Keen’s Steakhouse was renovated in 1979 when it changed owners. This was also when it was renamed Keens Steakhouse (it was originally called Keen’s English Chop House). There are few better steakhouses in the Garment District, and none older than Keens.

Did you know?

Travelers in old England, circa the 1600s, stored their clay pipes at the inn they were staying in because they were too fragile to take with them. Keens Steakhouse made this tradition part of its own when it stored its patrons’ pipes and ordered thousands from the Netherlands.

It now stores over 50,000 clay pipes, managed by a warden and delivered by “pipe boys.” Some of the most famous pipes on display at Keens include those of Teddy Roosevelt, Babe Ruth, Albert Einstein, Buffalo Bill, and Liza Minnelli.

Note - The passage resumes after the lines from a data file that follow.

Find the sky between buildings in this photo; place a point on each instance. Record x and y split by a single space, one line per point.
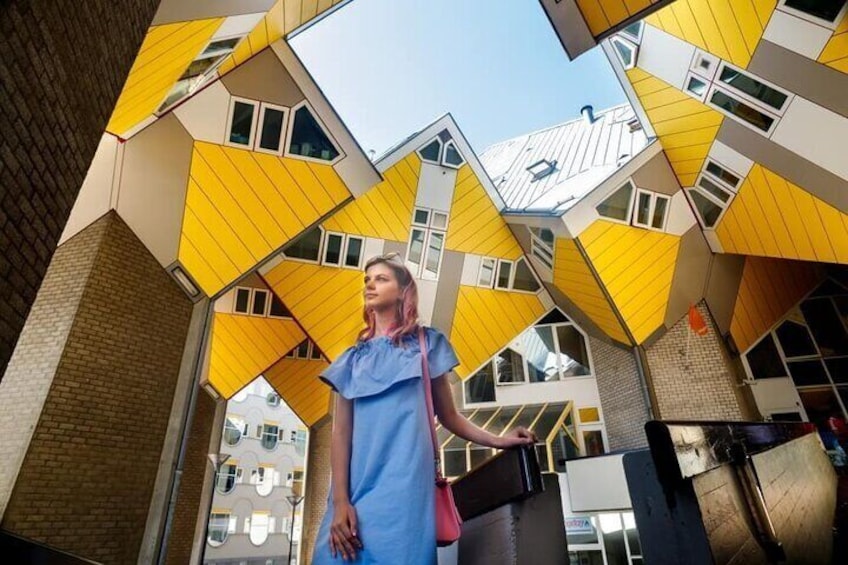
390 67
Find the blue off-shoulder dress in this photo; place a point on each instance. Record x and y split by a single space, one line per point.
391 460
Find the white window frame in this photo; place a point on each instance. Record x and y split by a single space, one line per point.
321 124
438 160
229 127
444 152
263 106
652 206
781 5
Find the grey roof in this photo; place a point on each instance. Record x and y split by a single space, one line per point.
585 155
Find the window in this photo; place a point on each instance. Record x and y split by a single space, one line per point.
817 11
220 526
626 50
542 245
308 139
617 205
225 480
651 210
242 114
426 243
541 169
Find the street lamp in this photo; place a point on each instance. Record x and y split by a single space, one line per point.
294 500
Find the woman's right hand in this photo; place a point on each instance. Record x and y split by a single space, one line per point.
344 537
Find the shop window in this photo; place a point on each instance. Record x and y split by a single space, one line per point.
308 139
617 205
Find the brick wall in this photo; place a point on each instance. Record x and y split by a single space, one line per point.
695 382
622 400
87 478
317 485
63 66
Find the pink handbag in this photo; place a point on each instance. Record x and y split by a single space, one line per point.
448 521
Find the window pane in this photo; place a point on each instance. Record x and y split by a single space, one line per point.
416 247
742 111
540 354
308 139
618 204
242 300
826 327
354 251
481 386
574 358
333 253
764 360
306 246
503 274
272 129
509 368
722 173
659 212
434 252
824 9
643 208
752 87
714 189
524 279
431 151
707 209
242 123
795 339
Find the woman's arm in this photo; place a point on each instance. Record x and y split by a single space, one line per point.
458 424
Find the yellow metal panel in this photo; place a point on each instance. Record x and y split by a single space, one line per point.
296 380
164 55
244 346
574 278
636 266
385 211
769 288
478 332
241 206
475 226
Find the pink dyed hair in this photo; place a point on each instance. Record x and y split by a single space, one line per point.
406 314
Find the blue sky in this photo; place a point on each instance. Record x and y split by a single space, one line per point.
390 67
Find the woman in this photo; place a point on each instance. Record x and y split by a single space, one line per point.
381 503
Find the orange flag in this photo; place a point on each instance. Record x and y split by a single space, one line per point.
696 321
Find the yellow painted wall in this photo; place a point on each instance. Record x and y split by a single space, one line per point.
772 217
242 347
385 211
601 15
475 225
296 380
769 288
241 206
165 54
728 29
486 320
283 17
686 127
575 279
835 53
327 301
636 267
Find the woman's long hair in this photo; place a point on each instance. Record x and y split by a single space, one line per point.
406 314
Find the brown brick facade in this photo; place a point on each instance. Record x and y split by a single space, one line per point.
622 399
63 66
695 381
86 482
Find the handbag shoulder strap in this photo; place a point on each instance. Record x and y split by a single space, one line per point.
428 396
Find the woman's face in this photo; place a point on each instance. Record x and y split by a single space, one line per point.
382 289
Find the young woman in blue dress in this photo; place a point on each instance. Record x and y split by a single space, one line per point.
381 506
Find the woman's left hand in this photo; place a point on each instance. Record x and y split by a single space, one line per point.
517 436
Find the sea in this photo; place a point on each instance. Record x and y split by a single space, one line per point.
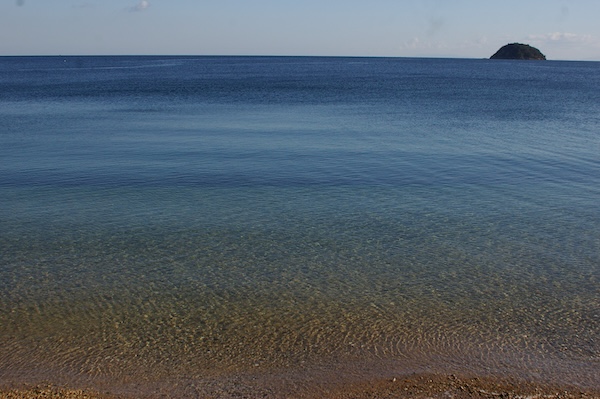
188 226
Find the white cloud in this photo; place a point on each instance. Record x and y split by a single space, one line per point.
141 6
562 37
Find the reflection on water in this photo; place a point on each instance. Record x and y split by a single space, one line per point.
215 221
279 288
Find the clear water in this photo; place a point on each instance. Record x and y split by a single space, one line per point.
208 218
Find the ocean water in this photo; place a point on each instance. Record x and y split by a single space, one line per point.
275 222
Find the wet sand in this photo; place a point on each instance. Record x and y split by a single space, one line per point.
413 386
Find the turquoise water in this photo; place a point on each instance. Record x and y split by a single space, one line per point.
281 219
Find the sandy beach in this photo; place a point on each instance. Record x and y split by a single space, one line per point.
414 386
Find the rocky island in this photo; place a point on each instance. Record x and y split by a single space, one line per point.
518 51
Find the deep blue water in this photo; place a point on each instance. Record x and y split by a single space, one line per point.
173 215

2. Old Homestead Steakhouse

Founded: 1868
Location: 56 9th Ave
Know for: New York sirloin and colossal crab cakes

photo source: Flickr

The Old Homestead Steakhouse, as the name suggests, is a tried-and-true institution dating back over 150 years. Not much has changed at The Old Homestead, on purpose – the current owners, Greg and Marc Sherry, know that venerated institutions survive for a reason. They can proudly claim to own the oldest continuously operating steakhouse, not only in the city but in the whole United States.

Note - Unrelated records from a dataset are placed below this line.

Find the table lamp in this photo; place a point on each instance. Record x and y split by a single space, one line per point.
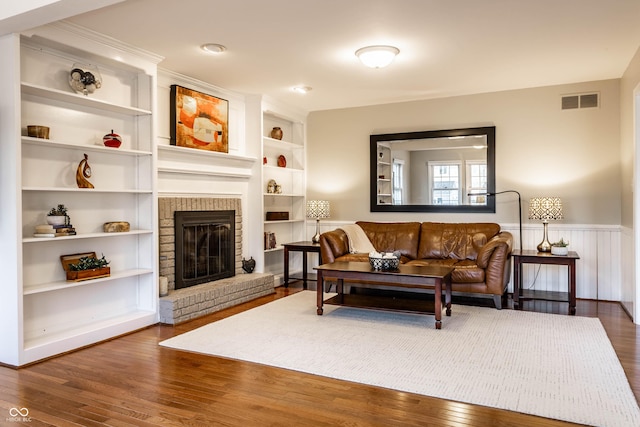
318 209
545 209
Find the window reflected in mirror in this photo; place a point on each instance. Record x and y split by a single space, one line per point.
433 171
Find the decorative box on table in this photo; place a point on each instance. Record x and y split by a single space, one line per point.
77 276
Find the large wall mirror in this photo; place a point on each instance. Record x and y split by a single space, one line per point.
433 171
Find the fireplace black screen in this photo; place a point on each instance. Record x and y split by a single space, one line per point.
205 246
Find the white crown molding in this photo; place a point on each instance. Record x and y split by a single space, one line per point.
77 36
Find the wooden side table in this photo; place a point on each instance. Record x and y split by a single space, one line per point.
305 248
534 257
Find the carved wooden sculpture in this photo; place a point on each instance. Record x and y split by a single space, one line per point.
84 172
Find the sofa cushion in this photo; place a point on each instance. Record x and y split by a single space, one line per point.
393 236
451 240
466 271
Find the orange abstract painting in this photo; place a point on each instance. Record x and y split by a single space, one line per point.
198 120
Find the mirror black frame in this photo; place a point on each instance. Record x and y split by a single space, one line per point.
488 131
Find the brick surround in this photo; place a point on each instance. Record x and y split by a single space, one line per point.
186 304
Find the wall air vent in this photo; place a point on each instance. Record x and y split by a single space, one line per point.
586 100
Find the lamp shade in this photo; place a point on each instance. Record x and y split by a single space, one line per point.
318 209
377 56
545 208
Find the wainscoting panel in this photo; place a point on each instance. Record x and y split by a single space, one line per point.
598 271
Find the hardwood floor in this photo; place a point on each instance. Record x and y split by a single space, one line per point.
133 381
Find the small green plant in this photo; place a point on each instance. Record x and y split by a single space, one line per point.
89 263
560 243
59 210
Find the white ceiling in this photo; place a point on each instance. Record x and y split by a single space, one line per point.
447 47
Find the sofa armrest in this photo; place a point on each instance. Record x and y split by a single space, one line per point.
495 258
333 244
503 238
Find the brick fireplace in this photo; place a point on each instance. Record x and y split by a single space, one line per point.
194 301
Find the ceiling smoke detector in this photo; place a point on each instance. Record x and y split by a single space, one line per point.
213 48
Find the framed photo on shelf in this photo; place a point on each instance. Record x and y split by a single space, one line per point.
199 120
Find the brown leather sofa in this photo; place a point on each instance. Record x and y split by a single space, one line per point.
479 252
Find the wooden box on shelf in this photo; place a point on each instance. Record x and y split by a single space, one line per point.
77 276
277 216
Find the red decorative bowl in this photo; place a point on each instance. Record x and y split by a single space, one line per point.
112 140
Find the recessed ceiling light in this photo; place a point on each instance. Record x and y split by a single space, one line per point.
302 89
213 48
377 56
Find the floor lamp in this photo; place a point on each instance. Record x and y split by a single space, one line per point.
519 206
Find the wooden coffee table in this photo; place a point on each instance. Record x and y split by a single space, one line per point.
406 277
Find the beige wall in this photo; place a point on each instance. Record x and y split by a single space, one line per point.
630 80
540 150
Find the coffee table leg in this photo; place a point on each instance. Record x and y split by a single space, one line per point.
438 303
447 294
319 293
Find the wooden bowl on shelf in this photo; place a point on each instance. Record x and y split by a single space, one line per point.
37 131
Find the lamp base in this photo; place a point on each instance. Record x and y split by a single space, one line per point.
316 237
545 245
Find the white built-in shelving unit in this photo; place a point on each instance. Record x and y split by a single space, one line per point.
384 174
48 314
292 181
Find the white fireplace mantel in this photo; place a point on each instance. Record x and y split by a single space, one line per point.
180 160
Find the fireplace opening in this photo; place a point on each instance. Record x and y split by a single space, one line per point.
205 246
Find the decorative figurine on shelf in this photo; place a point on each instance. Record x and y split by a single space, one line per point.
84 172
85 78
248 265
271 186
276 133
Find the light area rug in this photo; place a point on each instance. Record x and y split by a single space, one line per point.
555 366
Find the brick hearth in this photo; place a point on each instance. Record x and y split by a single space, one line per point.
188 303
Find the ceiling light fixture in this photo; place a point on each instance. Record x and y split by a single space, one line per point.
301 89
213 48
377 56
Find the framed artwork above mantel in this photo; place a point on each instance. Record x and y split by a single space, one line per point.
199 120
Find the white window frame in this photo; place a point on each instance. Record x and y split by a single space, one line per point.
431 176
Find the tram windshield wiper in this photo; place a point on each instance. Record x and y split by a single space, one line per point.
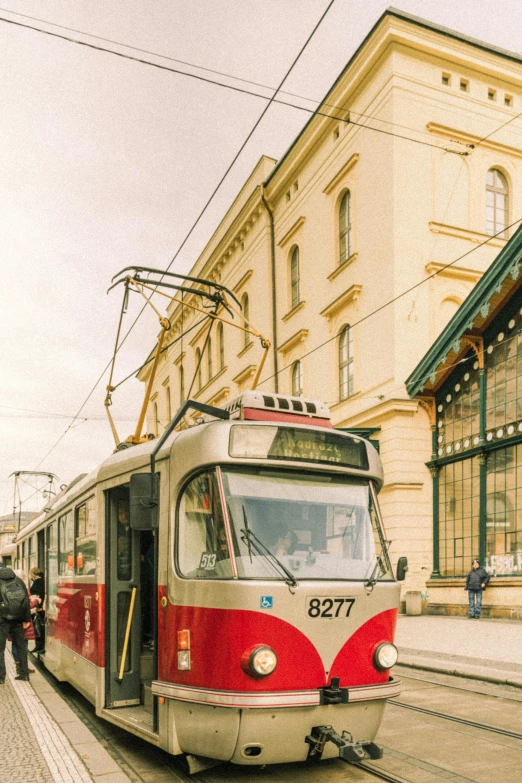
378 569
253 542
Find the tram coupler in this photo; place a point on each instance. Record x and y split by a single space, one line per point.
349 750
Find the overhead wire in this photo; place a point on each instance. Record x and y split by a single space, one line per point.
271 100
394 299
278 101
318 101
236 156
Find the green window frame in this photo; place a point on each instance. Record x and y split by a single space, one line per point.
345 228
295 278
346 380
85 539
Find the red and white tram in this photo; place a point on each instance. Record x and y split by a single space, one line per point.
226 592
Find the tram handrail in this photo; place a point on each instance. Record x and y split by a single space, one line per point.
127 635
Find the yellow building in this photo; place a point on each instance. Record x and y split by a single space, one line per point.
412 162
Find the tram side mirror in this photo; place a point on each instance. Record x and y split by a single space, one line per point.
402 567
144 500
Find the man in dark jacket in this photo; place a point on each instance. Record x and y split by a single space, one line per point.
476 582
15 615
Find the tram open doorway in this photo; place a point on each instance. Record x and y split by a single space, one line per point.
131 642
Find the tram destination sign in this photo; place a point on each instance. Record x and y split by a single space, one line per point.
297 445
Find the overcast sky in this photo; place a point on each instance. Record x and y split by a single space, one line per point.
106 162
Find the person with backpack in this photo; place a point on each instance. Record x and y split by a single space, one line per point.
15 616
476 583
37 588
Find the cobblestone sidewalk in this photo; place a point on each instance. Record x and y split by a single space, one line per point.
32 746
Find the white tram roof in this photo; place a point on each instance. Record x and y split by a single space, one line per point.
133 458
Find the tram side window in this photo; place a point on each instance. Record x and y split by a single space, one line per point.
32 553
66 545
86 538
52 569
202 543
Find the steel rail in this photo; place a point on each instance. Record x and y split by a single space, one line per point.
473 685
456 719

The restaurant was opened by a German family as the Tidewater Trading Post. Harry Sherry bought the place in the 40s after doing his time as a resident dishwasher. It’s still in his family and still features the cow statue sent to the restaurant by a Texan proud of the meal he had there. This has since become the icon of the restaurant.

Did you know?

Wagyu beef, bred in Japan and known throughout the world as being of the highest possible quality, was introduced to America at the Old Homestead Steakhouse. The cows are fed more on feed and less on grazing, giving the meat a higher fat content. In the 1990s, the Sherry brothers worked to become certified to import the steak to their customers, who became the first Americans to partake of the amazing beef within their own borders.

1. Delmonico’s Steakhouse

Founded: 1837
Location: 56 Beaver St.
Know for: Boneless rib-eye cut steak, aka, Delmonico Steak

photo source: Flickr

The Delmonico’s name now adorns many restaurants in the city. However, the original location on Beaver St. in the Financial District is the homeland of the Delmonico Steak, which is now a widely imitated, never-bettered cut of meat. It’s become so synonymous with their methods that steakhouses around the country will call a thick-cut ribeye a “Delmonico.”

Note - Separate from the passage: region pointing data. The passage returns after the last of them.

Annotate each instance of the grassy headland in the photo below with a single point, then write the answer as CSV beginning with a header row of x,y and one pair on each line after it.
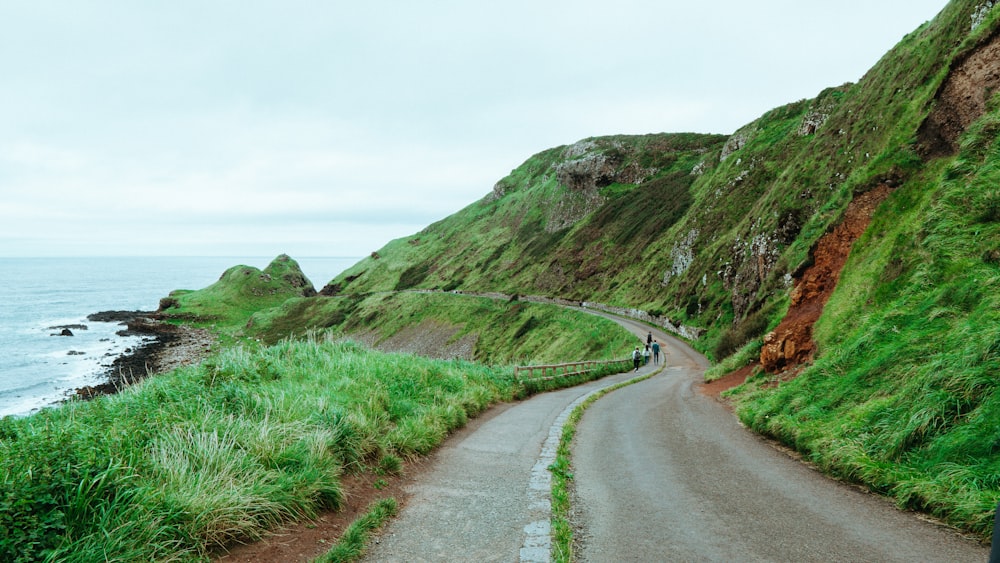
x,y
711,231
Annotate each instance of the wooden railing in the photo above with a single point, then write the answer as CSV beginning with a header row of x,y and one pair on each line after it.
x,y
544,373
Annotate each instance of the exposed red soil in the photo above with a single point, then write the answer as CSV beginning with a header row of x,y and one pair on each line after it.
x,y
791,343
715,388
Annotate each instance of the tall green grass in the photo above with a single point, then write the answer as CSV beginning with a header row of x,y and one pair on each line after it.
x,y
183,464
186,463
905,395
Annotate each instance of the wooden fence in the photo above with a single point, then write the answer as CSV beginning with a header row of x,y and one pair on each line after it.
x,y
544,373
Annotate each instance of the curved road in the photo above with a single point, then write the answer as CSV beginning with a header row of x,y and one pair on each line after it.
x,y
662,473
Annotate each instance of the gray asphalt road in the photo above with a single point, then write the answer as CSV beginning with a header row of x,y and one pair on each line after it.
x,y
664,473
486,494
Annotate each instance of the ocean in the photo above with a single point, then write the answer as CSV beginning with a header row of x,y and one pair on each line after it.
x,y
39,296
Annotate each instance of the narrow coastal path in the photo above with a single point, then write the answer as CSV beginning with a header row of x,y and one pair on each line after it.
x,y
662,473
485,495
665,473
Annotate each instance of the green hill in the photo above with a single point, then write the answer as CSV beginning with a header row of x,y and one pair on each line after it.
x,y
844,251
886,367
839,256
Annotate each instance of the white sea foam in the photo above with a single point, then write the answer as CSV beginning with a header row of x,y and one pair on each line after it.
x,y
38,369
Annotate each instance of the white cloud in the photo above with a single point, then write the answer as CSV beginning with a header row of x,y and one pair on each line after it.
x,y
208,128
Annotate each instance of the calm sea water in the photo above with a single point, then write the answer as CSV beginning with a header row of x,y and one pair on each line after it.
x,y
37,294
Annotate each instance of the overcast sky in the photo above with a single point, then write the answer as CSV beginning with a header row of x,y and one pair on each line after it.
x,y
328,128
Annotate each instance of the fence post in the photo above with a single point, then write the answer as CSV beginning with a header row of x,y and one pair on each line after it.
x,y
994,548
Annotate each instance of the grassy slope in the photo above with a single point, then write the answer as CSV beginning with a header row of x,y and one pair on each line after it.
x,y
902,394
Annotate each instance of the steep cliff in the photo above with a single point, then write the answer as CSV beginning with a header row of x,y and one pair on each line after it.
x,y
850,242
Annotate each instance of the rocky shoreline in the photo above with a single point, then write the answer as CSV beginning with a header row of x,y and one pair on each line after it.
x,y
164,347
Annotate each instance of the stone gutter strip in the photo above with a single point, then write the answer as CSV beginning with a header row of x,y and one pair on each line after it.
x,y
537,544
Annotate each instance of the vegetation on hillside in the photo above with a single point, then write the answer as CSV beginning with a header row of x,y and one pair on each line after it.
x,y
713,232
708,230
181,465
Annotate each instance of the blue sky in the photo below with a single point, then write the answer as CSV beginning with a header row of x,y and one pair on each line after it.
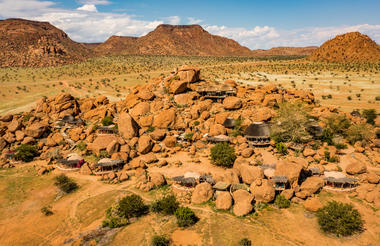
x,y
255,24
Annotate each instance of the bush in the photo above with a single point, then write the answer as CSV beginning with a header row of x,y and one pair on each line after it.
x,y
26,152
185,217
281,148
340,219
114,218
82,146
222,154
107,121
160,241
359,132
46,211
245,242
370,115
132,206
281,202
65,184
290,124
167,205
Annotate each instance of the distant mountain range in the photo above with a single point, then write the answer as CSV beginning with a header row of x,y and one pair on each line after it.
x,y
25,43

The original family relinquished ownership of Delmonico’s in 1923. However, in 1926, it was purchased by Oscar Tucci who used the building as a speakeasy. Though the Tuccis no longer own the place either, Delmonico’s remains a classic New York establishment and is the oldest steakhouse in NYC.

Did you know?

Many famous dishes claim their origin place to be Delmonico’s Steakhouse, though some are widely debated. It is one of the first restaurants to allow guests to order dishes separately, rather than as part of a meal, also featuring the first separate wine list.

Dishes that have claimed their origin at Delmonico’s (to varying degrees of certainty) include Chicken à la King, Eggs Benedict, Baked Alaska, Manhattan clam chowder, and Lobster Newberg.

The Takeaway

The oldest steakhouses in NYC exude the city’s classic culture as well as its new culinary excellence. The traditions of fantastic steak-eating exemplified by these steakhouses represent New York City history at its finest (and most delicious). From weathered beerhalls to fine dining establishments, these steakhouses are all worth including on an NYC bucket list if you find yourself in the Big Apple hungry for more than just the nightlife.